Each order further finds the widespread use of unapproved communication methods violated the swap dealers’ and/or FCMs’ internal policies and procedures, which generally prohibited business-related communication taking place via unapproved methods. Further, some of the same supervisory personnel responsible for ensuring compliance with the firms’ policies and procedures themselves used non-approved methods of communication to engage in business-related communications, in violation of firm policy.

Case Background

The orders find, with respect to several of the registrants, that DOE became aware during investigations into certain trading at the institutions that the institutions’ traders had been using unapproved communication methods on their personal devices for business-related communications. Following a review, each firm acknowledged to CFTC staff that it was aware of widespread and longstanding use by its employees of unapproved methods to engage in business-related communications.

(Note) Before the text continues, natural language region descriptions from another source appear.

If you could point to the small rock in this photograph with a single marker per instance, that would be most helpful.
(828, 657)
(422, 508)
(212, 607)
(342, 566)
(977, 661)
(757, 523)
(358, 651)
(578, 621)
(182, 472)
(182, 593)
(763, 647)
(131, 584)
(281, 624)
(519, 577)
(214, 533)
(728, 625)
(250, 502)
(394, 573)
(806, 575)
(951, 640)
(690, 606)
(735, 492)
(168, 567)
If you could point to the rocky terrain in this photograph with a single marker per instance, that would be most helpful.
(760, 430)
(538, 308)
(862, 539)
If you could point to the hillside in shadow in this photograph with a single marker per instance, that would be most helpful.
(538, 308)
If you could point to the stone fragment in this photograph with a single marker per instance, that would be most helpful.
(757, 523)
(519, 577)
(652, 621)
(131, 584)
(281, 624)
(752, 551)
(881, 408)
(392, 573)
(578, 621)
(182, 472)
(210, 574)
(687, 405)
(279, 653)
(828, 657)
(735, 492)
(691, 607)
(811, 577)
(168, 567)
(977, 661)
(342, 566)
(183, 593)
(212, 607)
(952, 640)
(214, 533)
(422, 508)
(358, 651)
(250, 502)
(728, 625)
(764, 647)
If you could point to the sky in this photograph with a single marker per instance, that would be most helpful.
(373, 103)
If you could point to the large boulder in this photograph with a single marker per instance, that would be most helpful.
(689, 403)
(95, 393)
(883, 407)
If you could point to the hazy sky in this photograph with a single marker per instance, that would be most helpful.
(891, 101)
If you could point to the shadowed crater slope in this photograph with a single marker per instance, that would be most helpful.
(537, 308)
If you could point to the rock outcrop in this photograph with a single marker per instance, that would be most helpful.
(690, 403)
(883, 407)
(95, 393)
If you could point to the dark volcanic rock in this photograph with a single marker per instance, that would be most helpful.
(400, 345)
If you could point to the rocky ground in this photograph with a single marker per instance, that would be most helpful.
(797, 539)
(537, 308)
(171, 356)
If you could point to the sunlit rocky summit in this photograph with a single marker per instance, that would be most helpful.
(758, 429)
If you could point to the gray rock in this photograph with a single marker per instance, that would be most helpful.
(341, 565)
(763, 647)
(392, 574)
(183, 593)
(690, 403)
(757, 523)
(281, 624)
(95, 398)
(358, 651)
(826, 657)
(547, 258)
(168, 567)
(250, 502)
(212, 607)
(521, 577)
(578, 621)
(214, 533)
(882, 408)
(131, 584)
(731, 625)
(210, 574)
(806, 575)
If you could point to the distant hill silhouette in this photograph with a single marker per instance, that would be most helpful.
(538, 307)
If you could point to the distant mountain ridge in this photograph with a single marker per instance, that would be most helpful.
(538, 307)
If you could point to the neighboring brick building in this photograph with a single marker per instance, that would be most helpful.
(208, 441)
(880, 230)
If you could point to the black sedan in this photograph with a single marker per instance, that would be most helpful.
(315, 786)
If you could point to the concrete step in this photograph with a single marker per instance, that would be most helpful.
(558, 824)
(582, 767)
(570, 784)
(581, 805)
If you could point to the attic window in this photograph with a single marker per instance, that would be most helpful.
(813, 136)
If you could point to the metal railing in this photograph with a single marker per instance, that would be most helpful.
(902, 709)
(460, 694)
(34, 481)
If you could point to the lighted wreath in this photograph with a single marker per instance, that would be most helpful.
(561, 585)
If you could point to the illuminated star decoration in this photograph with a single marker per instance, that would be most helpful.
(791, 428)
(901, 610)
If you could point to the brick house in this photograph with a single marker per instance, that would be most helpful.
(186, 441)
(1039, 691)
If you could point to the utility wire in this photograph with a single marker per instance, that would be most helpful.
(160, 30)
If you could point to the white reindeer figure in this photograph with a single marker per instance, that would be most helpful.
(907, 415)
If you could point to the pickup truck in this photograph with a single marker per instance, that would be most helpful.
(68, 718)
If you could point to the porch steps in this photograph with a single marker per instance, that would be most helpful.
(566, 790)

As a result of each registrant’s failure to ensure that its employees—including supervisors and senior-level employees—complied with communications policies and procedures, each registrant failed to maintain hundreds if not thousands of business-related communications, including communications in connection with its commodities and swaps businesses, and thus failed diligently to supervise its business as a CFTC registrant or registrants, in violation of CFTC recordkeeping and supervision provisions.

Related Civil Action

The Securities and Exchange Commission (SEC) today announced entry of orders filing and settling charges against several financial institutions and imposing civil monetary penalties for related recordkeeping and supervision violations.

The DOE staff members responsible for these actions are James Wheaton, Devin Cain, Jack Murphy, Benjamin J. Rankin, Jake Mermelstein, Trevor Kokal, (and former staff members Candice Aloisi, Gabriella Geanuleas, and Gates Hurand); Alejandra de Urioste, R. Stephen Painter, Jr., Lenel Hickson, Jr, and Manal M. Sultan.